# domain and range of inverse trig functions

• Oct 14th 2009, 02:47 AM
differentiate
domain and range of inverse trig functions
hey, can someone tell me how to do these? like explain it and all

Find the domain and range of:

a) $\displaystyle y = 2tan^{-1}x$

do for y = 2tanx.. the domain would be -pi/2 < x < pi/2
the range is all real y

so for $\displaystyle y = 2tan^{-1}x$ to domain should be all real x
and range should be -pi/2 < x < pi/2

But the book said that the range should be -pi< x < pi
I don't get why.

b) $\displaystyle y=2cos^{-1}x - 1$

I don't understand this one at all

• Oct 14th 2009, 03:31 AM
mr fantastic
Quote:

Originally Posted by differentiate
hey, can someone tell me how to do these? like explain it and all

Find the domain and range of:

a) $\displaystyle y = 2tan^{-1}x$

do for y = 2tanx.. the domain would be -pi/2 < x < pi/2
the range is all real y

so for $\displaystyle y = 2tan^{-1}x$ to domain should be all real x
and range should be -pi/2 < x < pi/2 Mr F says: There's a dilation by a factor of 2 in the vertical direction therefore the range is $\displaystyle {\color{red}2 \left(-\frac{\pi}{2}\right) < x < 2 \left(\frac{\pi}{2}\right) \Rightarrow -\pi < x < \pi}$.

But the book said that the range should be -pi< x < pi
I don't get why.

b) $\displaystyle y=2cos^{-1}x - 1$

I don't understand this one at all

For (b) is it $\displaystyle y=2cos^{-1}(x) - 1$ or $\displaystyle y=2cos^{-1}(x - 1)$ ?
• Oct 14th 2009, 03:47 AM
josipive
you need to find domain of:

$\displaystyle g(x) = 2tan^{-1}(x)$

if we have any function ($\displaystyle f$) that have inverse function ($\displaystyle f^{-1}$) that means that $\displaystyle f$ is bijection ( 1 - 1 )

or:

f: A -> B -----> f^{-1}: B -> A and card( A ) = card( B )

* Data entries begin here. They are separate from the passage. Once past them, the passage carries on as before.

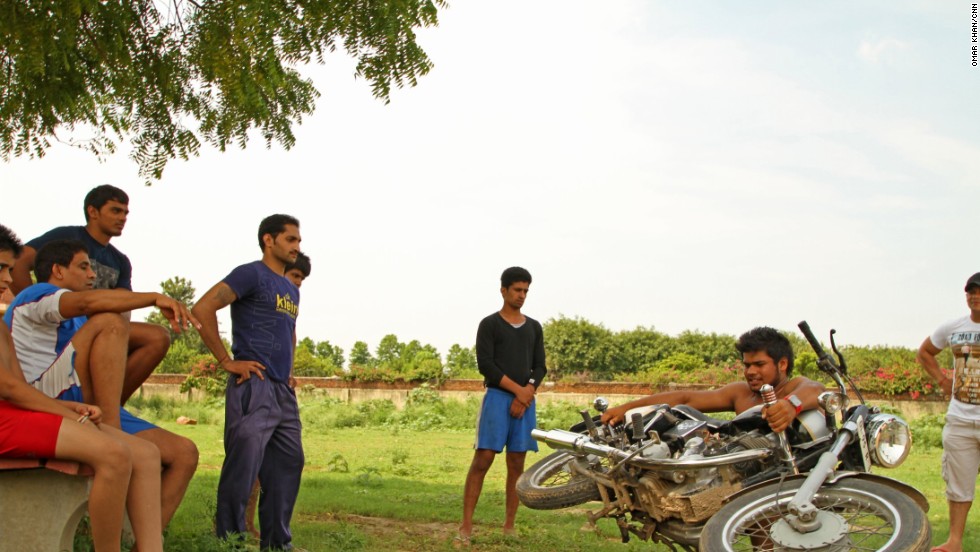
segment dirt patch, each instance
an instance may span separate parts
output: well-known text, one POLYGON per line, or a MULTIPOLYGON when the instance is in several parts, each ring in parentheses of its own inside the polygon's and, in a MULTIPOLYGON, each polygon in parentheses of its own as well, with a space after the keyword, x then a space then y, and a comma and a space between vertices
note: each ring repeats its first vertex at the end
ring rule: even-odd
POLYGON ((359 516, 356 514, 323 513, 302 516, 321 522, 348 523, 368 535, 373 541, 385 543, 389 550, 419 551, 449 546, 456 536, 457 523, 428 522, 359 516))

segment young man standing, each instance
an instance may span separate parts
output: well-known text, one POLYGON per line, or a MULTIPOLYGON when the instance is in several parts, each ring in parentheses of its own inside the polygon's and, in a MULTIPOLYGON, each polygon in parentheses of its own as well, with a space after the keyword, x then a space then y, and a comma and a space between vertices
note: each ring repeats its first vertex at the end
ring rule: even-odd
POLYGON ((504 305, 480 322, 476 361, 487 392, 477 420, 476 452, 463 490, 463 523, 456 537, 463 545, 473 534, 473 513, 483 480, 497 454, 507 448, 506 517, 504 534, 514 533, 517 517, 517 479, 524 473, 527 451, 537 452, 531 438, 536 425, 534 394, 547 369, 541 324, 521 313, 531 287, 531 273, 508 268, 500 276, 504 305))
MULTIPOLYGON (((303 280, 310 276, 310 258, 300 251, 296 254, 296 260, 286 265, 286 278, 292 282, 296 289, 303 287, 303 280)), ((289 386, 296 388, 296 379, 289 376, 289 386)), ((252 494, 248 496, 248 505, 245 507, 245 529, 250 535, 259 537, 259 532, 255 529, 255 506, 259 503, 259 489, 261 485, 256 480, 252 485, 252 494)))
MULTIPOLYGON (((35 255, 45 244, 54 240, 80 240, 88 248, 89 261, 95 273, 95 289, 126 289, 132 291, 133 266, 129 257, 116 249, 109 240, 122 235, 129 215, 129 196, 126 192, 103 184, 85 196, 83 204, 85 226, 60 226, 27 242, 24 253, 14 267, 11 284, 14 293, 31 285, 35 255)), ((38 282, 43 282, 41 278, 38 282)), ((129 313, 125 314, 129 319, 129 313)), ((129 355, 120 395, 122 404, 146 381, 170 348, 166 329, 145 322, 129 324, 129 355)))
MULTIPOLYGON (((0 293, 20 240, 0 225, 0 293)), ((137 544, 163 550, 160 525, 160 454, 151 443, 101 423, 102 411, 73 401, 56 401, 24 381, 14 343, 0 324, 0 457, 57 458, 82 462, 95 475, 88 511, 96 552, 119 550, 123 509, 128 506, 137 544)))
POLYGON ((289 386, 299 289, 283 274, 299 254, 299 221, 289 215, 266 217, 258 238, 262 259, 232 270, 194 305, 193 313, 203 326, 204 344, 228 372, 217 534, 245 533, 245 507, 258 477, 261 547, 290 550, 289 523, 304 456, 299 406, 289 386), (231 353, 218 335, 217 318, 229 305, 231 353))
POLYGON ((950 396, 943 427, 949 539, 932 549, 936 552, 962 552, 966 518, 980 471, 980 272, 970 276, 964 291, 970 314, 939 326, 922 342, 916 358, 950 396), (946 347, 953 353, 952 378, 936 361, 936 355, 946 347))
POLYGON ((626 412, 641 406, 686 404, 701 412, 742 412, 763 404, 761 389, 773 387, 776 404, 766 408, 763 416, 769 427, 780 432, 789 427, 804 410, 818 408, 817 398, 826 390, 822 383, 803 376, 793 377, 793 347, 778 330, 753 328, 738 338, 735 348, 742 353, 745 381, 729 383, 709 391, 666 391, 610 408, 602 422, 619 424, 626 412))
POLYGON ((157 475, 166 527, 197 469, 198 451, 190 439, 120 407, 129 327, 120 313, 155 306, 174 331, 197 323, 186 306, 161 293, 92 289, 95 271, 78 240, 48 243, 37 252, 36 265, 41 283, 17 294, 4 316, 24 376, 49 397, 98 405, 104 425, 156 445, 163 464, 157 475))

( card ---> cardinal number or number of elements in set )

so if I know that:

$\displaystyle g(x) = 2tan^{-1}(x) = 2arctan(x)$
than it is easy to find $\displaystyle g^{-1}(x)$

if I know this:

$\displaystyle f( x ) = tan(x)$---->$\displaystyle f^{-1}(x) = arctan(x)$

now i know that:

$\displaystyle g(x) = 2 arctan(x)$---->$\displaystyle g^{-1}(x) = \frac{tan(x)}{2}$

and i know that: $\displaystyle R_f = \mathbb{R}$ ($\displaystyle R_f$ is range of tan )

also I know:

$\displaystyle D_f = <\frac{-\pi}{2},\frac{\pi}{2}>$ ($\displaystyle D_f$ is domain of tan )

so from:

f: A -> B -----> f^{-1}: B -> A

now i know that

domain of $\displaystyle 2arctan(x)$ is R,

and i know that range of $\displaystyle arctan(x)$ is $\displaystyle <\frac{-\pi}{2},\frac{\pi}{2}>$

so range of $\displaystyle 2arctan(x)$ is
$\displaystyle <-\pi,\pi>$

try now b)